Earl’s free

    Kurz vor Mitternacht mitteleuropäischer Zeit war es so weit: Earl Sweatshirt erschien zurück auf der Bildfläche. Eigentlich sollte der kalifornische MC und Sohn eines südafrikanischen Dichters erst von seinem Aufenthalt in der »Coral Reef Academy« auf Samoa zurückkehren, wenn er volljährig ist, doch nun ist er offenbar schon zwei Wochen vor seinem 18. Geburtstag zurück in den USA. Völlig unklar ist derweil, ob Earl weiterhin zur Odd Future-Bande gehört, da es wohl gewisse Meinungsverschiedenheiten innerhalb der Familie zur »Free Earl«-Kampagne gegeben habe. Fest steht für uns: Earl ist weiterhin ein besserer Rapper als sein Bruder im Geiste Tyler, The Creator – jedenfalls, wenn man von dem Material auf seinem bislang einzigen Album »Earl« ausgeht, das er als gerade mal 16-jähriger aufgenommen und zum Free Download über den OFWGKTA-Tumblr angeboten hat.

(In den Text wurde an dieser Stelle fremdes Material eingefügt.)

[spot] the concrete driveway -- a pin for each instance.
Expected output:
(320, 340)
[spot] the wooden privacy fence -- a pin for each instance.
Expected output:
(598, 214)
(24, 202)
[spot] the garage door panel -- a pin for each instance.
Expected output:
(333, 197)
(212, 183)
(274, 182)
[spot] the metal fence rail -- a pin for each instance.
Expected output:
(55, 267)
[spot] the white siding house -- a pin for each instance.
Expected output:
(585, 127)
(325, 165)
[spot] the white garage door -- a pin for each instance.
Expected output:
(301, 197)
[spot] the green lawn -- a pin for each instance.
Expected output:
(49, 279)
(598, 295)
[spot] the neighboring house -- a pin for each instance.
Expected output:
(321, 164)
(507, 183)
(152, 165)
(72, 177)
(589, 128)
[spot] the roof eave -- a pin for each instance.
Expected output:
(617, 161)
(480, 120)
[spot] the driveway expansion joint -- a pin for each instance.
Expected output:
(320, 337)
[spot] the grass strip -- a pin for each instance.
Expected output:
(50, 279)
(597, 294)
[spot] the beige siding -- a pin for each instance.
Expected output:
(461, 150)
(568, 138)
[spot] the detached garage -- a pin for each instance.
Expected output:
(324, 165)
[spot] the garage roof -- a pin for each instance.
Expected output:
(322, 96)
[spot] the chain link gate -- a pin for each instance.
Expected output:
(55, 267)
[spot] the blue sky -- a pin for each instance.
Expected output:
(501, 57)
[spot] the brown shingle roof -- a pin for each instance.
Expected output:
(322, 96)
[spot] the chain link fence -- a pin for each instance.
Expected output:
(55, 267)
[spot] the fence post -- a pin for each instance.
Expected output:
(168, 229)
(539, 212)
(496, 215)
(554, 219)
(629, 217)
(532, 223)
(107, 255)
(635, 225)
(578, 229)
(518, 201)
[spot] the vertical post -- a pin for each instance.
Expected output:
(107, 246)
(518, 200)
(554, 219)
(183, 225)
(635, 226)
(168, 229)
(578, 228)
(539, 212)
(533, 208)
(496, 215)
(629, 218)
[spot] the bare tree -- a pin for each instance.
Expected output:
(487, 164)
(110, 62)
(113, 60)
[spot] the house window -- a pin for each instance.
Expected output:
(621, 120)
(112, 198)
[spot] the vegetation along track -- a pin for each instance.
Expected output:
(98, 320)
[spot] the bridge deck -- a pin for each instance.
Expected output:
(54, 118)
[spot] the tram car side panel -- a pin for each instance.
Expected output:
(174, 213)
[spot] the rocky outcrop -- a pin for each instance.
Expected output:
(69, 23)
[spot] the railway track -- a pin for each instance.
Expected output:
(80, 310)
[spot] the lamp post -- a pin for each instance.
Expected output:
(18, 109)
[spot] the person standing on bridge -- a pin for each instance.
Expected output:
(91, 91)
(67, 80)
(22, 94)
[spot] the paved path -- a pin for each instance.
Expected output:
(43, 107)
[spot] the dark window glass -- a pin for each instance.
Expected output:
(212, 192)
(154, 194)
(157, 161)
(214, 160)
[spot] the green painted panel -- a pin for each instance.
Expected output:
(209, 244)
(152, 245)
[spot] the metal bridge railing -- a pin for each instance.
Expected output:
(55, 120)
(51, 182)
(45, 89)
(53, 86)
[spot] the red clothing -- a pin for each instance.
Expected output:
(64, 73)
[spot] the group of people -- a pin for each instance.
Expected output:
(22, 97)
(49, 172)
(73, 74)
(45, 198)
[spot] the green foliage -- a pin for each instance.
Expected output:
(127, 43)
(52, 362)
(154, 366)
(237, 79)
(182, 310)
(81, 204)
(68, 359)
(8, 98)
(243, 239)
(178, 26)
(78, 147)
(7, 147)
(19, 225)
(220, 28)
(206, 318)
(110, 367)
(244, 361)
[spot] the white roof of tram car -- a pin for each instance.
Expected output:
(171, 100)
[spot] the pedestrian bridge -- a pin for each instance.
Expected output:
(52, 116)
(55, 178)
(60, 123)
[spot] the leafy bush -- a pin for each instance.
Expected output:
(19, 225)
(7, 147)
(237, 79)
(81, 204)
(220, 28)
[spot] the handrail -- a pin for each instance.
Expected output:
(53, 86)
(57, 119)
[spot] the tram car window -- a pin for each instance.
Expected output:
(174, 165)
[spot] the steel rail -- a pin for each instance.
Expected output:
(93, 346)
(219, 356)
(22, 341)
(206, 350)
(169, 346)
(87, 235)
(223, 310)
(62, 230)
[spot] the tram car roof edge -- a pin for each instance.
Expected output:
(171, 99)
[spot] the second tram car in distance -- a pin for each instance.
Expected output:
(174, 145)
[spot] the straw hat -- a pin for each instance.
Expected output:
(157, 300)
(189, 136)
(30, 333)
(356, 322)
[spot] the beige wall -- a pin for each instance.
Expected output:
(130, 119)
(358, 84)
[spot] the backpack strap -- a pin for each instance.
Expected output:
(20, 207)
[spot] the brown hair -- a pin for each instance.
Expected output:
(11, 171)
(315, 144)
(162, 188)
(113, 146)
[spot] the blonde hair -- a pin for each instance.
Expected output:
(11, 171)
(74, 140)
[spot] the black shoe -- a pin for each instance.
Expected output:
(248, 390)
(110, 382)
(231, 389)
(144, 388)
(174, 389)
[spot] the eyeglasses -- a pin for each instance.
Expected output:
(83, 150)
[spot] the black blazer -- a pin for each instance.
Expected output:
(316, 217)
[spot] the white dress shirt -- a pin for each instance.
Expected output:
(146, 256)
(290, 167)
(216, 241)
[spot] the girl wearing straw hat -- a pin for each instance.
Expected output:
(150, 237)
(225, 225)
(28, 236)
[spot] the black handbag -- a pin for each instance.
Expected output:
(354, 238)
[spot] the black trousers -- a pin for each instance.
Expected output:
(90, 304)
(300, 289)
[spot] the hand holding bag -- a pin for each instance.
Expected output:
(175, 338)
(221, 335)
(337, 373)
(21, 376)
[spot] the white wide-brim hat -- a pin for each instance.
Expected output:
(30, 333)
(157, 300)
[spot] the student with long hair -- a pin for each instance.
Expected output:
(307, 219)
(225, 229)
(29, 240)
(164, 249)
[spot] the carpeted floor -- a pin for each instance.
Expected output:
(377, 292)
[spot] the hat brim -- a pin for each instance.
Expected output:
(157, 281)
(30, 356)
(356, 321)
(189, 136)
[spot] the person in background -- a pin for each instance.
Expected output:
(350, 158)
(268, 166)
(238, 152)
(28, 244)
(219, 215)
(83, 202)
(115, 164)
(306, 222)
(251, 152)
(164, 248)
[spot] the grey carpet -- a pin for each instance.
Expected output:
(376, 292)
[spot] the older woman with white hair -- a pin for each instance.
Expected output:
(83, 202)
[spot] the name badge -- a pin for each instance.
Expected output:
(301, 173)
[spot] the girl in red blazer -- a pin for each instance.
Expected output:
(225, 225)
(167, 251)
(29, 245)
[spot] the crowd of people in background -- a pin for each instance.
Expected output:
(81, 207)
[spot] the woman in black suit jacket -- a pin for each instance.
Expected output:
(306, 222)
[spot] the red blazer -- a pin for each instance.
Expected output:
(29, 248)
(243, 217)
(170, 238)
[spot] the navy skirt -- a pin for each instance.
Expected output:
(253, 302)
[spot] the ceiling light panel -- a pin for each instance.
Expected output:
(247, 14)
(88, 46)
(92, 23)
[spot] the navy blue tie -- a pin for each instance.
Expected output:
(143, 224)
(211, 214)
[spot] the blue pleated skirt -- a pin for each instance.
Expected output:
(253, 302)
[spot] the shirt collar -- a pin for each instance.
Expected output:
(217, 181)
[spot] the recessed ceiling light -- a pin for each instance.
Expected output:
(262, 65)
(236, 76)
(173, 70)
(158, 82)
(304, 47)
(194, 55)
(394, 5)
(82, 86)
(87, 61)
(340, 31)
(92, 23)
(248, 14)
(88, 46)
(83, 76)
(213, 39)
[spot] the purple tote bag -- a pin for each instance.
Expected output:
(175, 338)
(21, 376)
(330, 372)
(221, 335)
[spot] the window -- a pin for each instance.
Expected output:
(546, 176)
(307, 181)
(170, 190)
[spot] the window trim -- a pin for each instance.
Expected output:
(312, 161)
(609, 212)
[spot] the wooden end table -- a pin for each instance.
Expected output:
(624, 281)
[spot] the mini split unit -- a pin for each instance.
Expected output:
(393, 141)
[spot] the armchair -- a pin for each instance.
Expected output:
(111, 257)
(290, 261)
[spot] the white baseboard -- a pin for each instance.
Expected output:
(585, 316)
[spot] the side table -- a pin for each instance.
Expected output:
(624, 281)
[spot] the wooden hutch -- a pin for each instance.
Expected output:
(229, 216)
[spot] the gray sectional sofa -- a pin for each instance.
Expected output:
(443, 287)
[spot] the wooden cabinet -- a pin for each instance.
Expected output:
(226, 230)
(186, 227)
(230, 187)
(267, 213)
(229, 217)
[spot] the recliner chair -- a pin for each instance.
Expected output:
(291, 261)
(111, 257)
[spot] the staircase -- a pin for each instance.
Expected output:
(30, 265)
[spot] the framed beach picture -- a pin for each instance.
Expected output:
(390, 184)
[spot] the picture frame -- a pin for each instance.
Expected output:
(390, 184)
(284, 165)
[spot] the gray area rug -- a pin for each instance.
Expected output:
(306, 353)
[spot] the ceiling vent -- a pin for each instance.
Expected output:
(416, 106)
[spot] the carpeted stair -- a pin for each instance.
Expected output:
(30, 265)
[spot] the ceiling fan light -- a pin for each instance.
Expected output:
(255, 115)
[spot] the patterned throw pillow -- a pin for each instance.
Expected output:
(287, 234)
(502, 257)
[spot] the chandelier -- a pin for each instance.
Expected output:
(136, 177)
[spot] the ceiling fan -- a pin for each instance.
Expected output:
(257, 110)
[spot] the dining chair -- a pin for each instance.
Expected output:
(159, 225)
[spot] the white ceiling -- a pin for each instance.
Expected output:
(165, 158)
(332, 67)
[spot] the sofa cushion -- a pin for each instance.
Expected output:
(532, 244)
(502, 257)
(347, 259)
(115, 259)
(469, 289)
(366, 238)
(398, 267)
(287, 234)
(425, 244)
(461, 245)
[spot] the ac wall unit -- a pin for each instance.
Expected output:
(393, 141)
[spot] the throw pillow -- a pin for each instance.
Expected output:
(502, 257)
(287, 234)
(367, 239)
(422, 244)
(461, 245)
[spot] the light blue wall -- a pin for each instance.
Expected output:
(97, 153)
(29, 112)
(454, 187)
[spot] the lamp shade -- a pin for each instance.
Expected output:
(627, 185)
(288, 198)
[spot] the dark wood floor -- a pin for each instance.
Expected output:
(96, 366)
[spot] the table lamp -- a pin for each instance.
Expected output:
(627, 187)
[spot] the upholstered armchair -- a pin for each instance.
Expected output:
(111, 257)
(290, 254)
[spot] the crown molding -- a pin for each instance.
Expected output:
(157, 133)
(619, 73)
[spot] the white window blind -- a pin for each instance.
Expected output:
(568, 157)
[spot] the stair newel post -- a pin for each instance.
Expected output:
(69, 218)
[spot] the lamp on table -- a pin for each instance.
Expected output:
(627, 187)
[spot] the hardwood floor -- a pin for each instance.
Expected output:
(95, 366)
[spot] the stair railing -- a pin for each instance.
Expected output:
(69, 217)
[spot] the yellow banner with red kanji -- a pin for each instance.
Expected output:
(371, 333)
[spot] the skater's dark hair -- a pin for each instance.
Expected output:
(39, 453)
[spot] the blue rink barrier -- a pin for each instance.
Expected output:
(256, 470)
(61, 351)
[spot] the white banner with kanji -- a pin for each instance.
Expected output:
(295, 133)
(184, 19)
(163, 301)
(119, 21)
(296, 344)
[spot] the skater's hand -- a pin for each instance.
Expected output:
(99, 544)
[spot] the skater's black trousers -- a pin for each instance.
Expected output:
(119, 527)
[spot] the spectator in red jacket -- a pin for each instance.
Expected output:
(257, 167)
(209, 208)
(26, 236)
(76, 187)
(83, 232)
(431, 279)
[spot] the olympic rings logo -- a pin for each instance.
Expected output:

    Nun ist sein erstes Lebenszeichen wahrlich kein Grund zur haltlosen Euphorie, aber immerhin eine herrlich unprätentiöse Verkündung der Rückkehr des gerade mal 17-jährigen MCs. Den Song lud er zunächst als Snippet auf Youtube und erklärte dazu: »If you want the whole thing, get me 50.000 (twitter followers) by today. And if you don’t want the whole thing, then it’s not that big of a deal.« Für Bruder Tyler und Onkel Kanye waren diese Neuigkeiten aber doch eine ziemlich große Sache. Und so hatte Earl innerhalb weniger Stunden nicht nur die gewünschten 50.000, sondern 75.000 Follower (Stand: 12 Stunden nach erstem Aufruf).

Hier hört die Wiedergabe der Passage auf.